A storyteller mastering the short story form, his style, in his own words, was fashioned by his surroundings, his rural environment and the inherited lyric of his forefathers — a family of charans or courtly poets — excelling in their art of metric poetry. Of dust-laden bookshelves and thirsty throats on a summer afternoon in the small quaint village called Borunda, where he had been living for half a century, he collected stories, re-telling them and inhabiting a cosmos both fantastic and rustic. His stories almost always bubbled with a socio-political undercurrent. A political writer, he insisted on not wearing his politics on his sleeve but enjoyed the layering of it in the folds of his stark stories which deal head-on with social ills, The leitmotif in his stories being a rebelling against the caste-based feudal system symbolised and perpetrated by powerful Brahmins and Thakurs (mostly landlords), the systemic hold of power and its inherent nature of exploitation.

He shied away from notions of ownership and copyright and always insisted on his role being that of a storyteller as opposed to a story writer. A raconteur of sorts. “Literature, like language, belongs to everyone.” Stories are a collective wealth that the writer, according to Bijji, sifts through, adds to and mirrors to society. Well illustrated in the fact that he used to pay daily wage to women in the village who came and told him stories that they shared with each other in angans , or behind closed doors in their veiled and secluded lives as men were out either ploughing fields or amassing wealth in nearby towns. His stories then have a sharp sensibility attributed mostly to the feminine, the music of a whirling sandstorm or as he put it — “the stories of the desert, like its sand, fine and transparent.” His freedom to create, he used to say, came from bondage — the bondage of society, the bondage of languages foreign, the bondage of a caste-ridden feudal existence.

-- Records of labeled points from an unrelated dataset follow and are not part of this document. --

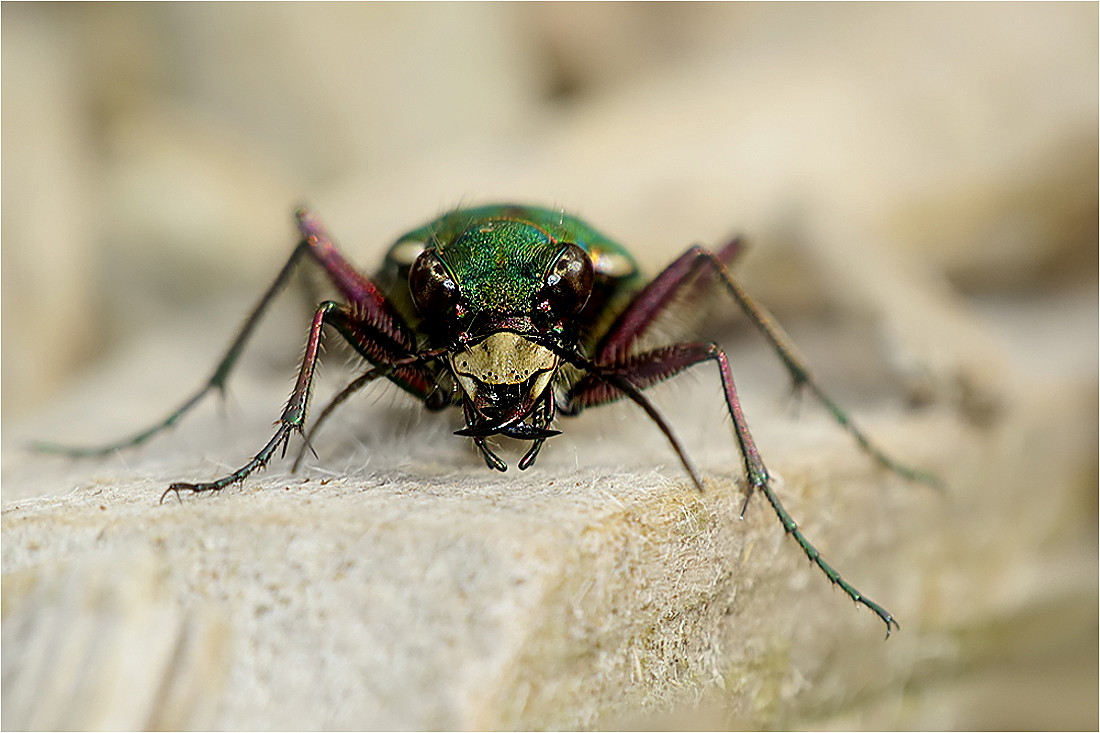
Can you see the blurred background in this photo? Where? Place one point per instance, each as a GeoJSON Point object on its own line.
{"type": "Point", "coordinates": [152, 155]}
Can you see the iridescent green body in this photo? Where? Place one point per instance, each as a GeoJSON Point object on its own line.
{"type": "Point", "coordinates": [498, 255]}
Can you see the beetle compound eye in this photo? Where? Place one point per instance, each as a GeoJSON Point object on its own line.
{"type": "Point", "coordinates": [433, 291]}
{"type": "Point", "coordinates": [568, 284]}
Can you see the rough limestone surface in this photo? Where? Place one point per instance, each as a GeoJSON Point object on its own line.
{"type": "Point", "coordinates": [917, 184]}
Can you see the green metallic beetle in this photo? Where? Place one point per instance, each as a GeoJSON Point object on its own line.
{"type": "Point", "coordinates": [516, 314]}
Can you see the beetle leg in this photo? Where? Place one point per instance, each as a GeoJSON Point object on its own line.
{"type": "Point", "coordinates": [651, 367]}
{"type": "Point", "coordinates": [360, 382]}
{"type": "Point", "coordinates": [367, 301]}
{"type": "Point", "coordinates": [294, 415]}
{"type": "Point", "coordinates": [682, 274]}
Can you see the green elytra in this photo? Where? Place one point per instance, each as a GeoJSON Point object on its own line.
{"type": "Point", "coordinates": [517, 315]}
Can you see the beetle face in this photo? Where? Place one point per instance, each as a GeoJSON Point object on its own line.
{"type": "Point", "coordinates": [504, 375]}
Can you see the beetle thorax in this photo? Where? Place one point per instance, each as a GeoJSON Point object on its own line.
{"type": "Point", "coordinates": [504, 363]}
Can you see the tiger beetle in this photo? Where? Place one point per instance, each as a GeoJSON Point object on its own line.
{"type": "Point", "coordinates": [516, 315]}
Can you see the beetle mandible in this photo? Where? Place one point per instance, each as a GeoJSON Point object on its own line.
{"type": "Point", "coordinates": [516, 315]}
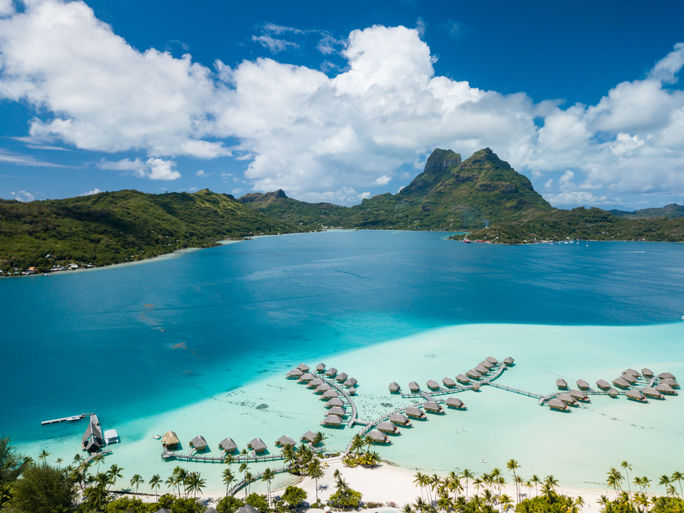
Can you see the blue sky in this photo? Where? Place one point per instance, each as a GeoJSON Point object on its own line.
{"type": "Point", "coordinates": [338, 102]}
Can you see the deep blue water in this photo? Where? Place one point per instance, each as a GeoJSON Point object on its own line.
{"type": "Point", "coordinates": [135, 340]}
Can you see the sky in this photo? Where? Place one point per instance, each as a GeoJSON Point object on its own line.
{"type": "Point", "coordinates": [340, 101]}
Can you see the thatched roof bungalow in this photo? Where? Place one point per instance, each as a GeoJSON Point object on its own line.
{"type": "Point", "coordinates": [257, 445]}
{"type": "Point", "coordinates": [228, 445]}
{"type": "Point", "coordinates": [455, 402]}
{"type": "Point", "coordinates": [400, 419]}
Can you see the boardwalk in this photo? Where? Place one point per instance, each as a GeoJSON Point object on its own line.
{"type": "Point", "coordinates": [245, 458]}
{"type": "Point", "coordinates": [239, 486]}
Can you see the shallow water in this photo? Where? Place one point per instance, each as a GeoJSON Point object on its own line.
{"type": "Point", "coordinates": [196, 343]}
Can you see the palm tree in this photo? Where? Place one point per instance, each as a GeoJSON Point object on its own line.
{"type": "Point", "coordinates": [228, 478]}
{"type": "Point", "coordinates": [315, 471]}
{"type": "Point", "coordinates": [614, 479]}
{"type": "Point", "coordinates": [467, 474]}
{"type": "Point", "coordinates": [665, 481]}
{"type": "Point", "coordinates": [627, 468]}
{"type": "Point", "coordinates": [136, 481]}
{"type": "Point", "coordinates": [535, 481]}
{"type": "Point", "coordinates": [155, 483]}
{"type": "Point", "coordinates": [678, 477]}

He was being considered for the Nobel Prize in 2011. His stories have been adapted for the stage and cinema, particularly Duvidha , which was adapted twice — by Mani Kaul in the 1970s and by Amol Palekar ( Paheli ) roughly a decade ago and Charandas Chor, which was adapted brilliantly to the stage by Habib Tanvir and more recently Dastan-e-chouboli by the talented duo Mahmood Farooqi and Danish Hussain of Dastangoi. Yet a large part of the English speaking literary world, arguably the more dominant one in India, has not engaged enough with the master storyteller and his amazing body of work. Not that it ever deterred or bothered Bijji. He loved stories: collecting them, retelling them, writing them. His relationship with language is beautifully summed up in a poem by his own son — also a poet and a translator of a lot of his works into Hindi — Kailash Kabeer. Written as part of an introduction to a volume of Bijji’s stories, the poem ends with: Words, they unite Jeesa (father) with the universe./Words, they break Jeesa from himself, from the world./Words, they are power. Words, they limit./Words surround Jeesa like the air hugs the earth.

Bijji’s stories, his words, the wonderful characters, the shape-shifting animals, the ghosts that populate his stories will always offer us the surprise, the excitement, the sense of wonder that kindle the fire of the human imagination.